When a student selects a Slideset from the list of displayed Slidesets, a request is sent to the MS server to fetch the Slideset. Upon getting the request, the MS server fetch the Slideset and associated annotations (if already existed) for that particular student and send them to the students browser. When the students create new annotations and/or feedback for a particular slide, those are sent (along with UserID and LessonID) to the MS server to be stored.
Development status
Currently, as of April 2017, we have completed the development of most of the features for both OMS and IMS mode, except the feedback feature (currently under development) for the students. The current version of MS is accessible at https://ms.twbk.de/. An overview of the OMS and the IMS modes, and the outlook of teacher’s window when the lecture is being presented via the projector is depicted in Figs. 4, 5 and 6 respectively.

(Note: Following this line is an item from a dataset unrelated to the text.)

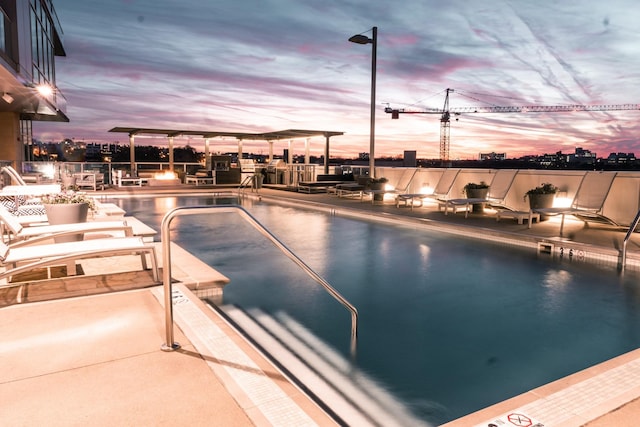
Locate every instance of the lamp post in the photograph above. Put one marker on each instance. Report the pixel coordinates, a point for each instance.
(362, 39)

Figure 4 depicts that the students can look into the slide contents while listening to the audio annotations, collaborate anonymously with their peers via audio and text chat, and annotate the slides for themselves. Figure 5 shows that the teacher can start the presentation on the projector from his/her device while his/her screen shows different options (e.g., preview of current and other slides, audio annotation area). S/he can write notes about the slides or the lecture for him while s/he is presenting the slide to the students. Figure 6 depicts the teacher’s window when s/he has started the lecture and the slides are being displayed on the projector. It shows different real-time statistics such as how many users have joined the lecture via MS, running time of the lecture slides etc.